All’età in cui si conoscono i libri d’avventura, avevo letto tra l’altro “Il conte di Montecristo” di Alexandre Dumas. Giorni addietro ho aperto la nuova edizione appena pubblicata da Donzelli e ho cominciato a scorrerla più che altro per curiosità. Sono caduto dentro il meccanismo narrativo senza più uscirne. Quella di tanti anni fa doveva essere un’edizione ridotta, questa è integrale e per di più con una prefazione e un dizionario dei personaggi , quelli citati e quelli protagonisti, a cura di Claude Schopp. La vicenda è nota a tutti: Edmond Dantès, giovane ufficiale di marina, è un ragazzo ardente e ingenuo. Dopo un’ingiusta accusa ordita da alcuni loschi figuri e convalidata da un perfido magistrato, viene rinchiuso nel terribile carcere sull’isola d’If. Dopo anni di reclusione riesce ad evadere grazie all’immenso tesoro che l’abate Farìa, compagno di pena, gli fa trovare diventa ricchissimo.

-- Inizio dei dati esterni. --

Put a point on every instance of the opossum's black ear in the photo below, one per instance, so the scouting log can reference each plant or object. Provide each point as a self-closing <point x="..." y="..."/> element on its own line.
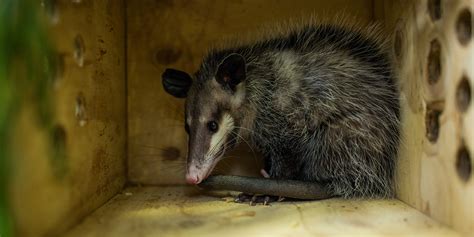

In carcere il ragazzo dagli occhi ardenti è dolorosamente maturato, gli insegnamenti di Farìa, un secondo padre, lo hanno fatto colto, la sua intelligenza naturale ha fatto il resto. Dantès, ora Conte di Montecristo, può organizzare con sagace calma la sua vendetta contro i nemici di allora diventati anch’essi nel frattempo ricchi e importanti. Che cosa sappia ricavare da questo impianto un creatore geniale di intrecci come Dumas, si può a stento immaginare. Le avventure e i colpi di scena si susseguono l’uno all’altro imposti anche dall’iniziale cadenza da feuilleton del racconto. La parte italiana ha un rilievo quasi pari a quella che ha per come teatro Parigi, con indimenticabili pagine su Roma e sul suo carnevale. Dumas aveva soggiornato a lungo in Italia, conosceva bene i suoi abitanti, al pari di Stendhal coglie l’aspetto tenebroso del paese: le maestose rovine e le catacombe diventate covo di banditi, il pugnale e il veleno usati come strumenti di governo, la ferocia delle esecuzioni pubbliche (per “mazzolamento”) in piazza del Popolo. Parigi mostra il fasto, le carrozze, le passeggiate al bois, le grandi dimore. Occasionalmente ci si imbatte in frasi che mettono a nudo l’epoca (prima metà dell’Ottocento). Come questa, clamorosa: “La bellezza di Madame Danglars era ancora notevole nonostante i suoi trentasei anni”. Dopo la vendetta, felicemente consumata, arriva la redenzione. A un racconto non si può chiedere di più.